The Nobel Laureate, Toni Morrison, has died at the age of 88. She was educated at Howard and Cornell Universities, going on to work as an academic, critic and activist as well as one of the most influential novelists of her own and subsequent generations. For her writing, she won the Pulitzer Prize for Literature in 1988 and the Nobel Prize for Literature in 1993.
Morrison’s body of work is concerned with how the unvoiced, the silent and the invisible of history bear witness to and give testimony about their suffering and oppression.
This leads us to consider how subsequent generations incorporate the memory of their ancestor’s suffering into their own histories and how they make sense of the present with those histories in mind.
Morrison’s best known novel is Beloved, published in 1987.
That Beloved has at least two presents prompts the reader to consider how the past acts on the present and how the traumatic events experienced in one can be both supressed and revealed by memory in the other.
Throughout the novel, Sethe struggles with memory as a site upon which the horrors of slavery must be both ‘beaten back’ and negotiated in the present.
The horrors of slavery are inscribed upon the bodies of slaves, and so their corporeal, bodily presence in the world stands as its own testament to their suffering.

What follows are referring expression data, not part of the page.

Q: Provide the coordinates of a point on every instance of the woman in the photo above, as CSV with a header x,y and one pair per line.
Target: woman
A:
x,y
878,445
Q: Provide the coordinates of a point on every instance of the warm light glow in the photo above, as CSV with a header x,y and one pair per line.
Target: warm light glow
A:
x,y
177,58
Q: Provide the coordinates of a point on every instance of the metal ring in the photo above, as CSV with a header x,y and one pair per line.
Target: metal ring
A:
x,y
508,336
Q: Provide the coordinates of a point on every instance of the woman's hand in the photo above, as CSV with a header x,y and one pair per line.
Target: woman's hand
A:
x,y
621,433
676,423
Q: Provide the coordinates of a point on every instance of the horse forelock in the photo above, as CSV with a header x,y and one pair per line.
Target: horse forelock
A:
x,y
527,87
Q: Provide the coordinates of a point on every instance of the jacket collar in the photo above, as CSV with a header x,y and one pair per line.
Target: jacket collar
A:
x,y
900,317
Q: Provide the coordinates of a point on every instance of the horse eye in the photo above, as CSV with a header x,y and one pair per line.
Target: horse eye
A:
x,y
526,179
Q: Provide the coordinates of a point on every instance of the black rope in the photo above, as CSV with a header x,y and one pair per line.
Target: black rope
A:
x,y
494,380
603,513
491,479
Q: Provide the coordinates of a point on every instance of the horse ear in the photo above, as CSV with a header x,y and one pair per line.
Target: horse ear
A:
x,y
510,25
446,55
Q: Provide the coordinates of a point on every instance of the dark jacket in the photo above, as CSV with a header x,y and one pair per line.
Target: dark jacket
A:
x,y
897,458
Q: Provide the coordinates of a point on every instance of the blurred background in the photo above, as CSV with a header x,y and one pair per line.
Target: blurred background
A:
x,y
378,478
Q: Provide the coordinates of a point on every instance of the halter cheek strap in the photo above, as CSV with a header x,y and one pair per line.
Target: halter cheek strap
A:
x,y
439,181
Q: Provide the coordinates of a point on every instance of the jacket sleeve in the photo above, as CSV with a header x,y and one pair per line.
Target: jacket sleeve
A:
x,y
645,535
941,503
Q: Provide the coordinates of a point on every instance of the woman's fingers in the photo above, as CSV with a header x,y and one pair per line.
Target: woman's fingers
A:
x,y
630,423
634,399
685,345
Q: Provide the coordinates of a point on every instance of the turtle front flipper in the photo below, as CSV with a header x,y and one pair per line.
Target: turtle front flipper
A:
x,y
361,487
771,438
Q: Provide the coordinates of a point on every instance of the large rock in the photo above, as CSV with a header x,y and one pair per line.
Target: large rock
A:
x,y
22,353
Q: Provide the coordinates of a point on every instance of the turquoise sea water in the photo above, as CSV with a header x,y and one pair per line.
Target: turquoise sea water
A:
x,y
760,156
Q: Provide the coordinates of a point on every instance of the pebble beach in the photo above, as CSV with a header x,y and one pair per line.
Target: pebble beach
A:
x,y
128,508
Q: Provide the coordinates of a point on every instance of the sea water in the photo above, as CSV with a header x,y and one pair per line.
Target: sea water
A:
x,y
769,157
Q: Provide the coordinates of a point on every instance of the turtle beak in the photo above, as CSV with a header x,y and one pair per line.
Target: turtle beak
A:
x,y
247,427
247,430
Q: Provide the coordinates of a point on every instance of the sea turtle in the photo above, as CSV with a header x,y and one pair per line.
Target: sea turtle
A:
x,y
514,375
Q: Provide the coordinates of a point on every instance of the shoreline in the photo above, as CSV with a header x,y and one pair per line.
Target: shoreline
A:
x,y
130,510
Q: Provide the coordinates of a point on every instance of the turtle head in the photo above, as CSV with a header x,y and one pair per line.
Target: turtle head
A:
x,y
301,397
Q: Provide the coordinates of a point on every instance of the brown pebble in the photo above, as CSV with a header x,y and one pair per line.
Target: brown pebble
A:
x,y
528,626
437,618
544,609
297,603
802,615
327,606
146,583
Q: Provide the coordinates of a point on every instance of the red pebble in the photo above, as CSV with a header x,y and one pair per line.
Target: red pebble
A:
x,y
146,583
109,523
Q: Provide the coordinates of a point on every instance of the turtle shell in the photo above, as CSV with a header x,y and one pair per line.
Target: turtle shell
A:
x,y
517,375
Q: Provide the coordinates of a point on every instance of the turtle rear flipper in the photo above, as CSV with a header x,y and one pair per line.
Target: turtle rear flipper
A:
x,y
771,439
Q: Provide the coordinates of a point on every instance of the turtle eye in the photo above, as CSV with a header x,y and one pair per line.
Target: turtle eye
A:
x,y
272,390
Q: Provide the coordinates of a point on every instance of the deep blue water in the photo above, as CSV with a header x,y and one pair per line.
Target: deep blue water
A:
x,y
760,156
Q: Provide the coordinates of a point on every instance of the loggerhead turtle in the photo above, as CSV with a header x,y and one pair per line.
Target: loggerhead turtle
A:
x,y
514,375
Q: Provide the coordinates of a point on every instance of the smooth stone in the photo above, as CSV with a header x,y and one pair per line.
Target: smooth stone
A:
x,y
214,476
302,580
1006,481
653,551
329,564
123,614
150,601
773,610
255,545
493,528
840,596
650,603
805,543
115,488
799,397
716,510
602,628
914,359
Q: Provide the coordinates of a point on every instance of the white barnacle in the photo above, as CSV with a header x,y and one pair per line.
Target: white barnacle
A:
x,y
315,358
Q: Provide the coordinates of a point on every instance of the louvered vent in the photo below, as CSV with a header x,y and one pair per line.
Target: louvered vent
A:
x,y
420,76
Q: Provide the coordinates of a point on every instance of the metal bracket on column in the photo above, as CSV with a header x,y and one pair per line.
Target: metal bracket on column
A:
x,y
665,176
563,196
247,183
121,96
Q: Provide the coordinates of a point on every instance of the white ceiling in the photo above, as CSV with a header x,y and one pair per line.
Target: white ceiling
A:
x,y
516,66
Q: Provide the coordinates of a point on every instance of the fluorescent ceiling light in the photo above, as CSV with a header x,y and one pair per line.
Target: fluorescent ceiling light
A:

The beating that Sethe receives for sending her children to safety, the tree that is inscribed on her back by the whip, is a physical manifestation of the scars of slavery. Many other physical scars – including where the saw cut Beloved’s throat – manifest themselves in this narrative.
But it is the mental and emotional scars that are Morrison’s primary concern and the capacity of the tramautised individual and community to come to terms with brutality and suffering.
A book about slavery read by millions of people, studied on a majority of English degrees across the world, puts slavery at the centre of a cultural debate in a way that politicians and campaigners had not been able to.
It does so by humanising the suffering that had affected so many millions of people. The novel tracks the individual experience of an institution that was industrial in its scale, economic in its organisation and supported by federal legislation
The novel itself emerged from a fragment of history that Morrison encountered while researching a book of blacks on record – in print, song, newspapers, photographs – a sort of informal history.
She found newspaper accounts of Margaret Garner who killed her child to prevent her being returned to slavery by vigilante slave hunters. The event was immortalised in Thomas Satterwhite Noble’s 1867 painting, The Modern Medea.
The book is almost symmetrical, balanced around the revelation of the incident at the very centre of the narrative – the infanticide
Morriosn doesn’t use partial revelations, hints and subtle developments as conventional aspects of literary suspense, though. Instead, she uses these evasions to signal both the unimaginable sadness of the event and the nature of Sethe’s subsequent relation to it – she can neither forget what she has done to her child, but neither can she bring herself to recall it. Memory must be a battle between supressing and memorialising.
There is another motivation to this structure of repetitions and developments. One of the ways in which the slaves communicate with each other is through song. Owners and overseers see these songs as the rhythms of work and a sign of a happy slave population, but they are radical challenges to the authority of the oppressor, carrying messages of potential escape as well of support for those who can bear their condition no longer.
Slave spirituals, as the songs became known, have a pattern of repetitions and developments, of call and response. It has become a signature for expression and representation in African American culture. You find the cadences of call and response everywhere in black American culture; from gospel and blues, to preaching, to the rhetoric of black political leaders.
Morrison did a great deal to raise the voice of African Americans through difficult times, but her presence at Obama’s inauguration demonstrated how influential her own has been in giving voice to the unvoiced. Her novels remain as a lasting testament to her influence and genius.